Cellular hypertrophy requires coordinated regulation of progrowth and antigrowth mechanisms. In cultured neonatal cardiomyocytes, Foxo transcription factors trigger an atrophy-related gene program that counters hypertrophic growth. However, downstream molecular events are not yet well defined.


Here, we report that expression of either Foxo1 or Foxo3 in cardiomyocytes attenuates calcineurin phosphatase activity and inhibits agonist-induced hypertrophic growth. Consistent with these results, Foxo proteins decrease calcineurin phosphatase activity and repress both basal and hypertrophic agonist-induced expression of MCIP1.4, a direct downstream target of the calcineurin/NFAT pathway. Furthermore, hearts from Foxo3-null mice exhibit increased MCIP1.4 abundance and a hypertrophic phenotype with normal systolic function at baseline. Together, these results suggest that Foxo proteins repress cardiac growth at least in part through inhibition of the calcineurin/NFAT pathway. Given that hypertrophic growth of the heart occurs in multiple contexts, our findings also suggest that certain hypertrophic signals are capable of overriding the antigrowth program induced by Foxo.
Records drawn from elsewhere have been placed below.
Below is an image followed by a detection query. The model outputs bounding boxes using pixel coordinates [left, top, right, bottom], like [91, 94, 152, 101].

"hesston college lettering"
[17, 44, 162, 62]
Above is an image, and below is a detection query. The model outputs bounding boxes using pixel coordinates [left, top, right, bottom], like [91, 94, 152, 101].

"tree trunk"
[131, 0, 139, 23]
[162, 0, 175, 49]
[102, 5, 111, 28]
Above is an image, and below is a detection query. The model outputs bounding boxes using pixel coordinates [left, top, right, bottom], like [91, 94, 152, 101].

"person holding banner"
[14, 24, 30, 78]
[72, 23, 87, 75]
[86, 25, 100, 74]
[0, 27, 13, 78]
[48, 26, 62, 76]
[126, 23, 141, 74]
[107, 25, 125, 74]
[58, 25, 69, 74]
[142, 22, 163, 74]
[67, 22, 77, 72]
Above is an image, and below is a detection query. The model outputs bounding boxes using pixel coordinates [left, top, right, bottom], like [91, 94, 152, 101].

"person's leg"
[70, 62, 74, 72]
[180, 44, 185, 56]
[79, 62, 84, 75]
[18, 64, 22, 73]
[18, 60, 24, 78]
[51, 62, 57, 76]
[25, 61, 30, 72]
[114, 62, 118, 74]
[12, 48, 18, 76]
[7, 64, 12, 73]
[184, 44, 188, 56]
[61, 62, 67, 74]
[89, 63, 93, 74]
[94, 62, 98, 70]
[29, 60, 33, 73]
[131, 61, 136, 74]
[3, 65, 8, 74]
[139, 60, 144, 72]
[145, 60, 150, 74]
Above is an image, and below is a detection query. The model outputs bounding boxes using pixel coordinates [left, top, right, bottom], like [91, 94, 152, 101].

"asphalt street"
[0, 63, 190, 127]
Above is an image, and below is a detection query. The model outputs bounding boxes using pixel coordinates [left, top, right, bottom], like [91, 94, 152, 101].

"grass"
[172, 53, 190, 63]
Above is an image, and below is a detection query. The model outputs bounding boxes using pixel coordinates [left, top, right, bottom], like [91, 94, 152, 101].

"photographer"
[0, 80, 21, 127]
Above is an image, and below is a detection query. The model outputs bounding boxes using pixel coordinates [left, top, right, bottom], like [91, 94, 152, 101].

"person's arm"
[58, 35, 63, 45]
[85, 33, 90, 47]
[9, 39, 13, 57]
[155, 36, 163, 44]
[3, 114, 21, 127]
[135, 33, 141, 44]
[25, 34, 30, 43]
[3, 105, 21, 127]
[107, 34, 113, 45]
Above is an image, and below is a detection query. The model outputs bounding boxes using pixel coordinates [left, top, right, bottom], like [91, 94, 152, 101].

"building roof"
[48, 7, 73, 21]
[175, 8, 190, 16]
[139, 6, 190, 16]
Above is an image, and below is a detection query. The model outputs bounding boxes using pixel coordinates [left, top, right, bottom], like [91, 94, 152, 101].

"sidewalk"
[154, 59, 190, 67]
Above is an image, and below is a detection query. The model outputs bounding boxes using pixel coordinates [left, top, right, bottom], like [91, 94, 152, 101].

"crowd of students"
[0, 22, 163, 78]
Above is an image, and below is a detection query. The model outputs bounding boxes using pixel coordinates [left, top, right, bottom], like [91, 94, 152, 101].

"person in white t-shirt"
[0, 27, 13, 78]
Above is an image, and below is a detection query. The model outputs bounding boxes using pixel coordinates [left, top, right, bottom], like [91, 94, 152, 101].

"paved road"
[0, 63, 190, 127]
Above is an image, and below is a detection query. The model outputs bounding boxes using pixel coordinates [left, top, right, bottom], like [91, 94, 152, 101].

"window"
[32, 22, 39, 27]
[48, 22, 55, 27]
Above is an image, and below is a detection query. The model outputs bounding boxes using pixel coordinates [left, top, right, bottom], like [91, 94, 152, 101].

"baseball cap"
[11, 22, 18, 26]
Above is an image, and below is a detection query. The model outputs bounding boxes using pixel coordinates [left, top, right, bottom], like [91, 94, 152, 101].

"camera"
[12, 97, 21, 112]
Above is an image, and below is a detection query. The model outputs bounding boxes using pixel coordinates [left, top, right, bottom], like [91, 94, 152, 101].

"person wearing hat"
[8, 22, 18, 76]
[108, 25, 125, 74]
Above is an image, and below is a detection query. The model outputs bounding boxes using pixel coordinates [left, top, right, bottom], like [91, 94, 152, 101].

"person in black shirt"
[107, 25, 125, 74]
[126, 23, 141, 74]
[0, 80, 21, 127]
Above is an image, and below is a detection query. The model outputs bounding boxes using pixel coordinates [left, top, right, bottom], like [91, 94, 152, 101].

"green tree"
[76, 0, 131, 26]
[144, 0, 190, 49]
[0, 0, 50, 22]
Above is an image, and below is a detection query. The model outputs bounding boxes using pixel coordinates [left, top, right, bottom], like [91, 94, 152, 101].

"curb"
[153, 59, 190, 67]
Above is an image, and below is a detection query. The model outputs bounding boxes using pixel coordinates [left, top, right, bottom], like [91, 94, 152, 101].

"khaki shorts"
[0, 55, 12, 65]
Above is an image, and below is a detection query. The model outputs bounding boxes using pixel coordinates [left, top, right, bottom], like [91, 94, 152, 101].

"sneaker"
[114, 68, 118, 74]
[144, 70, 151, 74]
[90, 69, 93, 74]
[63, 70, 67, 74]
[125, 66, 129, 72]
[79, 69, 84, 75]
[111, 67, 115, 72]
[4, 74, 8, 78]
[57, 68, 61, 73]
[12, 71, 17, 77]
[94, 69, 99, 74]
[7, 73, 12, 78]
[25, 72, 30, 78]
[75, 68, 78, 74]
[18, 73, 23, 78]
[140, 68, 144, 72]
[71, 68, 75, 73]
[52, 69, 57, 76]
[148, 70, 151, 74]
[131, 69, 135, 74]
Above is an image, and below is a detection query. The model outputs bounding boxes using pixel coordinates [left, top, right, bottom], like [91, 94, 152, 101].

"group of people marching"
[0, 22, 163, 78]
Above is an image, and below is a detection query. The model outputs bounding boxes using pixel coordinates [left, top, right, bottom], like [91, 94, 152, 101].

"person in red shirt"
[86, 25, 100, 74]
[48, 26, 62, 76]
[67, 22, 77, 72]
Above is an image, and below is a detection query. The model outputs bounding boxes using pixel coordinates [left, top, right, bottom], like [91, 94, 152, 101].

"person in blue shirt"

Consistent with this, multiple hypertrophic agonists triggered inactivation of Foxo proteins in cardiomyocytes through a mechanism requiring the PI3K/Akt pathway. In addition, both Foxo1 and Foxo3 are phosphorylated and consequently inactivated in hearts undergoing hypertrophic growth induced by hemodynamic stress.


This study suggests that inhibition of the calcineurin/NFAT signaling cascade by Foxo and release of this repressive action by the PI3K/Akt pathway are important mechanisms whereby Foxo factors govern cell growth in the heart.